Sherman Fredrickson remembers a time when NOAA National Severe Storm Laboratory’s tools recorded atmospheric measurements without high-speed computers.
Fredrickson worked as an instrumentation meteorologist at NSSL for 47 years. In early December, he retired from federal service, and colleagues celebrated him and his years of service with a small come-and-go reception.
He used his talents to build unique instruments to measure the atmosphere and help scientists learn more about severe weather. He enjoys conversations that include the question, “I wonder why…,” which launched him into his career with field observation systems and NSSL’s Mobile Mesonets.
“I asked the techs, ‘Why do some sensors not work quite like they are supposed to?’And I was told, ‘Ask the scientists.
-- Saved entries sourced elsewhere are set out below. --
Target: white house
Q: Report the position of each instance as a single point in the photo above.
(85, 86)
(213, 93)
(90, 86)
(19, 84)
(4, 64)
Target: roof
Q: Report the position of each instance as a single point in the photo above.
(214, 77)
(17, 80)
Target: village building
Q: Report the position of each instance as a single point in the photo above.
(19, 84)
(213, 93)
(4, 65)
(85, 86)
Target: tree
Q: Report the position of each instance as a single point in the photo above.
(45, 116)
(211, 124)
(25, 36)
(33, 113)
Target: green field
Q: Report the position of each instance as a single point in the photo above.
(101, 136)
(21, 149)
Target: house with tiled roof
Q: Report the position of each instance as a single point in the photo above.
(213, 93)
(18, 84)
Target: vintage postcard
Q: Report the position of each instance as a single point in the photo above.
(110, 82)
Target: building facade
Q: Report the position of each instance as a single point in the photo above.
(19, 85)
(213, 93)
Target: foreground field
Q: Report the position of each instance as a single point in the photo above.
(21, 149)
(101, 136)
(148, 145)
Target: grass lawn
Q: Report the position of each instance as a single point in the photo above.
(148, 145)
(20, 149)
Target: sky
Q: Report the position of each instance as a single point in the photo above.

They know all about these issues,’” he said. “I asked the scientists and their reply was, “‘We didn’t know about problems with the instruments. We presumed the techs had everything working just fine.’ Seems I’d found a rare niche and have never had a dull day since then.”
Fredrickson remembers when he first started at the lab. NSSL’s weather mesonets — sites recording continuous winds, temp, RH, pressure and rainfall — were not computerized. Measurements were recorded on pen and ink stripcharts and had to be changed every three to four days.
“Precise time for each station was based on setting our wristwatches each morning by listening to the voice recording of a international shortwave time standard, called WWV,” he said. “My off-season job was stamping — this was ink-pad stamping — hundreds of feet of stripcharts with station name, date and time. We’ve significantly advanced from those days.”